Of course I can’t forget When We Were Sisters, which debuts in June. I’ve mailed dozens of copies of the uncorrected proofs to my Krewe of Review, so they’ll have plenty of time to read the book before reviews go up. Just as exciting I’ve been working on an “extra” connected to the novel which I’ll send to readers on my mailing list as a thank you for subscribing. Nobody can say this job is boring.
Finally, I’ve spent the past two weeks revising another of my original romances, Dragonslayer. I wrote about Dragonslayer here last week, and this week I finished the edits and saw the first peek at cover mock ups. Now I have to write new back matter, figure out a blurb for the bookstores, figure out keywords etc. Dragonslayer is here to stay for a while.
Quite truthfully there have been times this week when I’ve forgotten which book I’m working on. I’ve also felt strung out, unable to sleep well because of images and ideas cascading through my mind. As you might guess lack of sleep is the enemy of creativity.
None of this is actually a surprise. Multitasking is a myth. Neuroscience research tells us we are incapable of working on more than one thing at a time.
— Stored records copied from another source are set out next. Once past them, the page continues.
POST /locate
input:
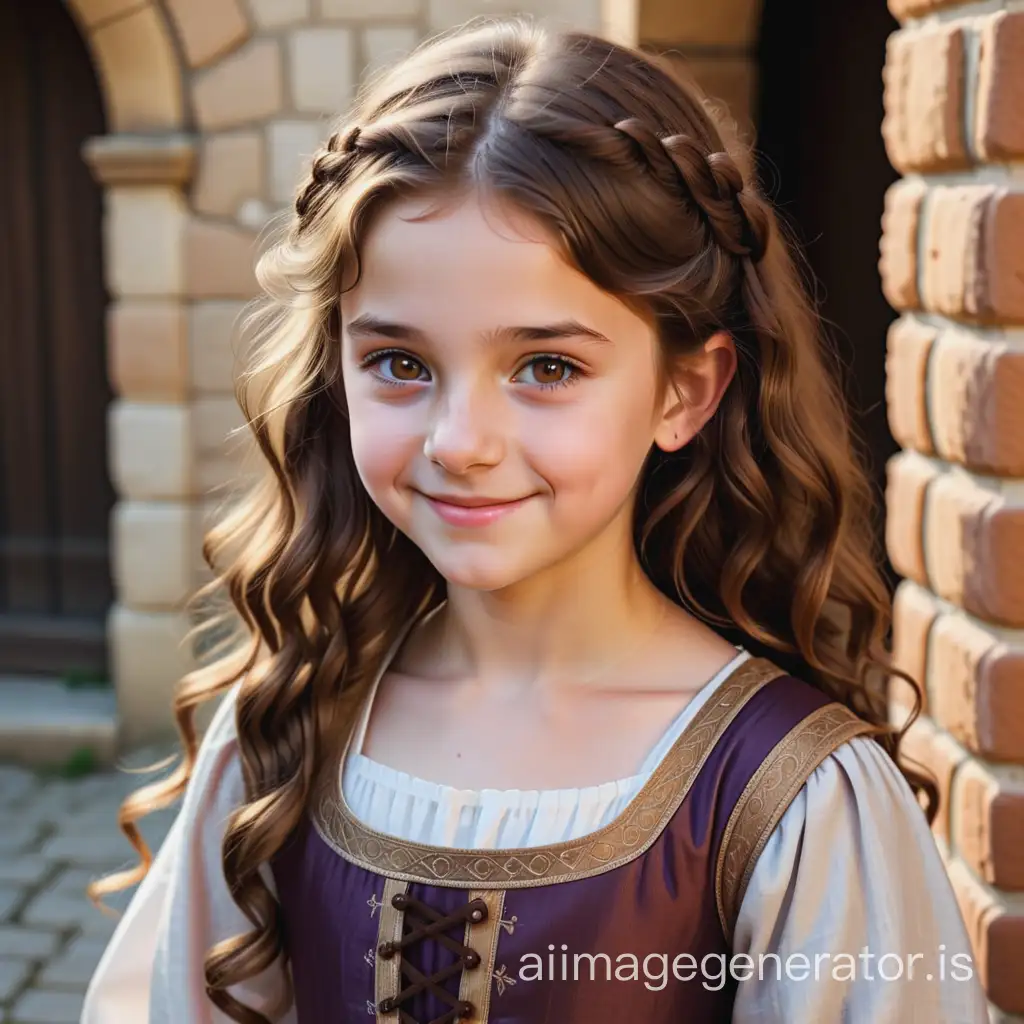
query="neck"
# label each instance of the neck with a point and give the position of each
(564, 625)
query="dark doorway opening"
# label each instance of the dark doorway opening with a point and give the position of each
(55, 496)
(822, 161)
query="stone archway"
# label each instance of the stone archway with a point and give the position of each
(144, 165)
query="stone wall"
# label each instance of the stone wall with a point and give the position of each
(952, 263)
(214, 107)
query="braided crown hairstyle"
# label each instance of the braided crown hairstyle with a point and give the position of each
(762, 526)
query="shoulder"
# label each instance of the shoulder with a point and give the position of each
(783, 733)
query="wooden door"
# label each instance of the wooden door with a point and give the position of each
(55, 496)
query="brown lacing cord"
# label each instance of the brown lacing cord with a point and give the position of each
(433, 926)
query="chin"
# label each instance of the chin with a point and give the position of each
(481, 570)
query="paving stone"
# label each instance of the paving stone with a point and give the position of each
(18, 837)
(61, 909)
(40, 1007)
(10, 897)
(15, 783)
(75, 967)
(25, 869)
(13, 974)
(28, 943)
(107, 851)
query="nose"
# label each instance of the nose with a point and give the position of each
(465, 433)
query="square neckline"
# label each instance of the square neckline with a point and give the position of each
(353, 759)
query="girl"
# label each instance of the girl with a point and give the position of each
(564, 673)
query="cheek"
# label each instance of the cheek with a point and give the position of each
(595, 455)
(383, 443)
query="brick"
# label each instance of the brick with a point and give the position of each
(974, 263)
(151, 450)
(977, 682)
(924, 79)
(209, 29)
(97, 11)
(214, 339)
(292, 145)
(908, 346)
(142, 231)
(385, 44)
(323, 69)
(441, 14)
(151, 653)
(909, 477)
(216, 420)
(1001, 259)
(153, 546)
(978, 402)
(988, 822)
(230, 171)
(914, 610)
(903, 9)
(898, 249)
(358, 9)
(995, 926)
(219, 261)
(146, 349)
(925, 747)
(974, 548)
(999, 125)
(140, 71)
(39, 1007)
(247, 87)
(950, 232)
(278, 13)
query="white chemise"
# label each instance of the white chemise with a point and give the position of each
(851, 868)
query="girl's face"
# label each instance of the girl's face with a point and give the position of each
(502, 406)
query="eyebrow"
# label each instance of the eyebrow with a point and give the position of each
(368, 326)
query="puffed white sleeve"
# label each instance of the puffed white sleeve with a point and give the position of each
(849, 916)
(152, 971)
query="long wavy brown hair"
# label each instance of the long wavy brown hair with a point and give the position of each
(764, 526)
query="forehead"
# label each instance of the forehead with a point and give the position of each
(473, 260)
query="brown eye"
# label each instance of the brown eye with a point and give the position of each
(549, 371)
(401, 368)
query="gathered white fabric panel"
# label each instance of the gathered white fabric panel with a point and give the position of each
(851, 866)
(398, 804)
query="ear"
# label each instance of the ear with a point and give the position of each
(694, 389)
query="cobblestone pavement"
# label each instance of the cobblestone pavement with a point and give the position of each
(55, 837)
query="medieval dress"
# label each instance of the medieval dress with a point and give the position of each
(764, 823)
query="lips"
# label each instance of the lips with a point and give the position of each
(459, 511)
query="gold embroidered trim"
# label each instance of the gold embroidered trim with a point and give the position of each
(769, 793)
(475, 983)
(624, 839)
(387, 973)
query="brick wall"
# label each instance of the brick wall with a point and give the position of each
(952, 265)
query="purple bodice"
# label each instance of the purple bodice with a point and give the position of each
(602, 930)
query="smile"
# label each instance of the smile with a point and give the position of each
(469, 512)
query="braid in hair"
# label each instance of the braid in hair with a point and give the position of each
(713, 181)
(331, 166)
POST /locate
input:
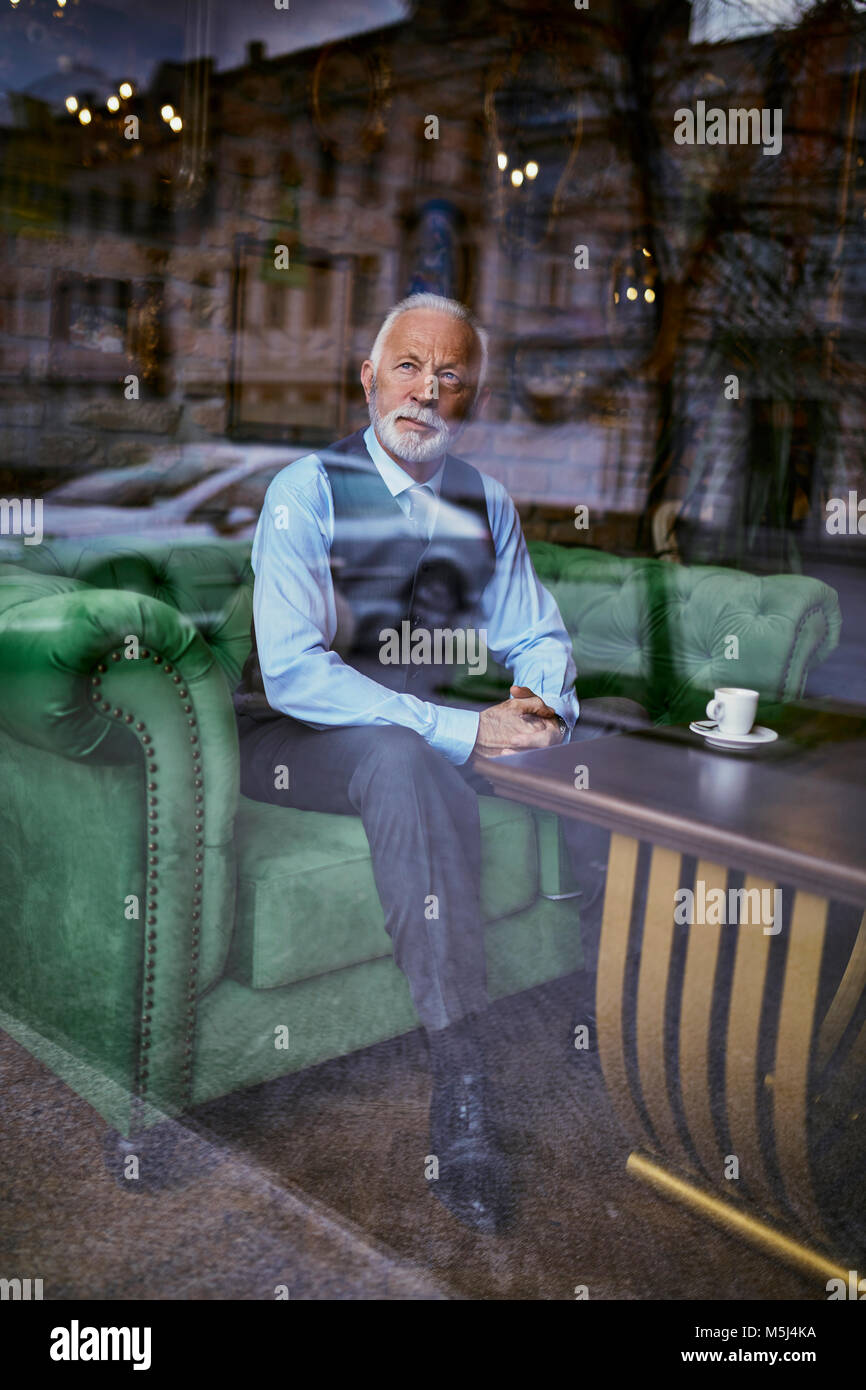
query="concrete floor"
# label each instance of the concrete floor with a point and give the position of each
(317, 1182)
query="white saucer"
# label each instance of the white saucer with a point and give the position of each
(713, 736)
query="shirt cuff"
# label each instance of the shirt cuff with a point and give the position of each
(455, 733)
(565, 705)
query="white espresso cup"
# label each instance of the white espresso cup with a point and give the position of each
(733, 709)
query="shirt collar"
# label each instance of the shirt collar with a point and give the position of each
(395, 478)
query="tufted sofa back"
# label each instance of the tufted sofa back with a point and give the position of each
(669, 634)
(658, 633)
(210, 583)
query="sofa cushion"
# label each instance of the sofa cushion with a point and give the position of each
(306, 894)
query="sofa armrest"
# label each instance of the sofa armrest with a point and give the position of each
(109, 677)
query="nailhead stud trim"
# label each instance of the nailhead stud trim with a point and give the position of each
(146, 740)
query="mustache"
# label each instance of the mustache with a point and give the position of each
(421, 413)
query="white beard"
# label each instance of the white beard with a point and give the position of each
(410, 446)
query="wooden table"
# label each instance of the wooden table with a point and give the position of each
(734, 1054)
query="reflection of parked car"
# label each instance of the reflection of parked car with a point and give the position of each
(149, 501)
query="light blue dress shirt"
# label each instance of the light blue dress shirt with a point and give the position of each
(295, 615)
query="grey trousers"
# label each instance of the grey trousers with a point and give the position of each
(421, 819)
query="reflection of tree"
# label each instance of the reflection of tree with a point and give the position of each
(756, 252)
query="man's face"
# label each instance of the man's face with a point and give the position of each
(426, 385)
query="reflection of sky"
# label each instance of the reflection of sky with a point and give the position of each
(716, 21)
(114, 39)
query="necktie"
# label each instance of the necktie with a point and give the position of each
(421, 509)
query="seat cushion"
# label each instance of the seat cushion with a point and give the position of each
(306, 895)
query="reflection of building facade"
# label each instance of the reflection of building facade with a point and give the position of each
(157, 256)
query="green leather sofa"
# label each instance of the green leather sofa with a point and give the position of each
(167, 941)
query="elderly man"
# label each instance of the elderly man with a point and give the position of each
(389, 531)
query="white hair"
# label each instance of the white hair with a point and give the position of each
(442, 306)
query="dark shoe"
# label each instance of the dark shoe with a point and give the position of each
(473, 1179)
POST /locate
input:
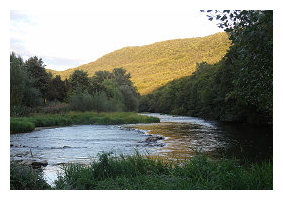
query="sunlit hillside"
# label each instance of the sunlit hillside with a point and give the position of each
(154, 65)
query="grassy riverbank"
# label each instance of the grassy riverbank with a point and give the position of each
(144, 173)
(27, 124)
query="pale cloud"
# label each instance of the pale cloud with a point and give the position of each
(66, 39)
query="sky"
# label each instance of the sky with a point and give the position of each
(69, 38)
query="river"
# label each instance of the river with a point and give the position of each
(181, 136)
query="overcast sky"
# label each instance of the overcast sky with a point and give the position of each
(67, 39)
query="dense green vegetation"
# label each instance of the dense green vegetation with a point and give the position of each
(34, 90)
(139, 173)
(25, 178)
(27, 124)
(154, 65)
(238, 88)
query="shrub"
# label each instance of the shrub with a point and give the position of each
(25, 178)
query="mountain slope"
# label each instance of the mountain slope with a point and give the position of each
(154, 65)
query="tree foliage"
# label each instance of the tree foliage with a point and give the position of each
(251, 32)
(239, 87)
(151, 66)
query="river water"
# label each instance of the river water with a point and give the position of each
(182, 138)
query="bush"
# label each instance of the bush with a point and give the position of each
(19, 111)
(25, 178)
(21, 126)
(143, 172)
(27, 124)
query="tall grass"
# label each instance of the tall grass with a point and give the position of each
(27, 124)
(139, 173)
(25, 178)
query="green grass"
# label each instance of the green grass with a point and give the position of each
(27, 124)
(145, 173)
(25, 178)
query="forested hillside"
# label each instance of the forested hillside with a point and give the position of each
(239, 87)
(154, 65)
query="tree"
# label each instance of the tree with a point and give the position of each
(251, 32)
(22, 92)
(57, 89)
(36, 71)
(120, 77)
(79, 81)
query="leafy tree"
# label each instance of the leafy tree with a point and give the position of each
(36, 71)
(121, 78)
(57, 89)
(79, 81)
(251, 32)
(22, 90)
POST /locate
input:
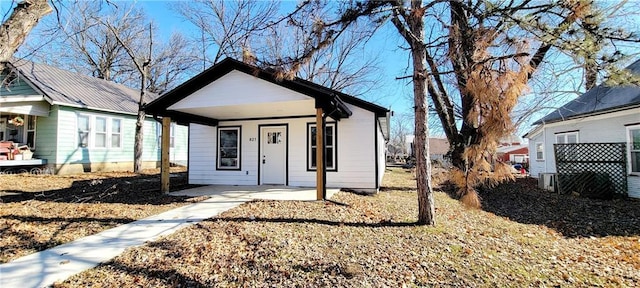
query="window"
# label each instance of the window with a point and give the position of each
(228, 148)
(31, 131)
(100, 137)
(99, 132)
(539, 151)
(172, 135)
(116, 133)
(567, 138)
(330, 143)
(634, 148)
(83, 131)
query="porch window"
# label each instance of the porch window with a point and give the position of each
(83, 131)
(330, 139)
(172, 134)
(116, 133)
(539, 151)
(634, 149)
(567, 138)
(228, 148)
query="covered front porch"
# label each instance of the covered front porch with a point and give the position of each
(244, 109)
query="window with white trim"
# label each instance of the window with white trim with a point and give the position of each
(633, 134)
(99, 131)
(31, 131)
(539, 151)
(330, 139)
(83, 131)
(228, 148)
(172, 134)
(116, 133)
(567, 138)
(100, 135)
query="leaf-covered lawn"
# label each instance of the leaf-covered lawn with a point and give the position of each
(371, 241)
(38, 212)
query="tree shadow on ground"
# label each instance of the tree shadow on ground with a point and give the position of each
(522, 201)
(25, 238)
(141, 189)
(315, 221)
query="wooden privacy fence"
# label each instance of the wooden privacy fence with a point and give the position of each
(595, 170)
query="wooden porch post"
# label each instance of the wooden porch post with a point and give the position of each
(319, 155)
(164, 154)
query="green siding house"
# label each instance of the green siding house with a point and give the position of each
(76, 123)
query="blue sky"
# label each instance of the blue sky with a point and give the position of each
(393, 94)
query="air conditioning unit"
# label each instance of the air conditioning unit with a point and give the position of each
(548, 181)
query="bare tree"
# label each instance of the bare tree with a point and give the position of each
(489, 49)
(226, 27)
(16, 27)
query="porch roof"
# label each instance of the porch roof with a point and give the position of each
(317, 96)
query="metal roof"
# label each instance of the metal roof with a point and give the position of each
(599, 99)
(68, 88)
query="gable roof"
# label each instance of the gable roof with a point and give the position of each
(598, 100)
(319, 92)
(66, 88)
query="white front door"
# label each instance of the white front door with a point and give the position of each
(273, 155)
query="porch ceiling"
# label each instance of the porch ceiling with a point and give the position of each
(250, 111)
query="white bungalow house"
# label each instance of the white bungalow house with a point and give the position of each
(601, 115)
(75, 123)
(247, 127)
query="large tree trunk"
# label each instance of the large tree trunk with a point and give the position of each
(14, 31)
(426, 206)
(139, 137)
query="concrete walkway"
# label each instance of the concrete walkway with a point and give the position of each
(44, 268)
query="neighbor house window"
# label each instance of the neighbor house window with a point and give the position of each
(634, 148)
(567, 138)
(31, 131)
(539, 151)
(99, 132)
(172, 135)
(228, 148)
(100, 137)
(116, 133)
(330, 143)
(83, 131)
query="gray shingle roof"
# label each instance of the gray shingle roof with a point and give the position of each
(68, 88)
(598, 100)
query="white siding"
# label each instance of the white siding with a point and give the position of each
(381, 155)
(606, 128)
(536, 166)
(355, 148)
(232, 89)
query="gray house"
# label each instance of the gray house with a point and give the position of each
(601, 127)
(74, 123)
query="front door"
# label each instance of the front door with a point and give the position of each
(273, 155)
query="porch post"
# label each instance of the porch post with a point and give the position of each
(164, 154)
(319, 155)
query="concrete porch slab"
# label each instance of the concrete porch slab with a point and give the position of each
(264, 192)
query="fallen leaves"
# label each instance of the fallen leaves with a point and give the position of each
(372, 241)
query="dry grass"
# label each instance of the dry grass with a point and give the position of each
(38, 212)
(372, 242)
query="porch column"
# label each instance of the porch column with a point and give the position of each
(164, 154)
(319, 155)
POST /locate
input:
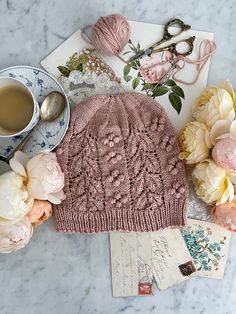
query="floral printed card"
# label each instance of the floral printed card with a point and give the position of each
(208, 245)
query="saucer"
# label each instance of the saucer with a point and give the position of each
(48, 135)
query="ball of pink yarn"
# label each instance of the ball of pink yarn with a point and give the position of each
(110, 34)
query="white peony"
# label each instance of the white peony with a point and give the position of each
(15, 201)
(215, 103)
(43, 174)
(194, 142)
(15, 236)
(212, 184)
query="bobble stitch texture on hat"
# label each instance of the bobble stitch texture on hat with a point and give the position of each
(129, 186)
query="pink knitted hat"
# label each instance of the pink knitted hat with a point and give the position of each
(121, 165)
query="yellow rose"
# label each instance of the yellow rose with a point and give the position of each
(194, 142)
(212, 184)
(215, 103)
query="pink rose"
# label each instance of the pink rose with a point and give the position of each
(225, 215)
(152, 71)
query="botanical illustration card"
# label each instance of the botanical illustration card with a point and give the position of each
(171, 260)
(208, 244)
(131, 264)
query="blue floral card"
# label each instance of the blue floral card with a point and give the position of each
(208, 245)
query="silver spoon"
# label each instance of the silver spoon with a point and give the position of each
(52, 107)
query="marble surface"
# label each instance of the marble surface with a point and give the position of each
(71, 273)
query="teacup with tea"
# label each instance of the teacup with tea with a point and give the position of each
(19, 111)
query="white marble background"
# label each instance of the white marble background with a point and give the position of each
(70, 274)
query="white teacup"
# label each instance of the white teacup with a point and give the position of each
(9, 82)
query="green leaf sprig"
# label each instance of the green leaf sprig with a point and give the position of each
(176, 93)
We’re simply starting and stopping quickly, a process which isn’t particularly efficient because it takes seconds in between tasks.
NPR’s Science Friday recently addressed this in an interview with Clifford Nass, a psychology professor at Stanford. Multitasking is a fact of life at college. The top 25 percent of Stanford students are using four or more media at one time whenever they’re using media. Nass says that studies have shown that people who multitask frequently are less capable of “filtering out irrelevancies.” They are chronically distracted.
Well, yeah. . .
Does constant distraction affect creativity? Nass hypothesizes that it does, because creative people take in lots of information and use it to find interesting and unusual connections. But if we are chronically distracted, that kind of deeper thinking is less likely.
Can multitasking junkies be cured?
There are lots of suggestions on the web. Try googling “multitasking cure.” Here are a few ideas I gleaned from the results, all of which sound promising to me:
- List all your tasks (ongoing) and projects (with a set beginning and end) and prioritize.
- Ask yourself why multitasking is so seductive and what are healthier ways you can get the same “rush.”
- Choose one thing you can accomplish and schedule uninterrupted time to finish it. Then, if you have time, choose another.
- Schedule social media and stick to the time you’ve allotted.
- Start with the job you like least and get it over with so you won’t procrastinate later.
- Cut down on your use of “devices.”
Right now, on that cluttered desk, I see my Kindle, my iPad, my iPhone and two computer screens along with stacks of paper. Surely I can start by clearing away the mess and the gadgets. And if I haven’t fatally retrained my brain “not” to concentrate, I can begin putting my projects and tasks in order and proceed calmly through my list.
I think it’s time to try. How about you? How are you addressing multitasking in your own life?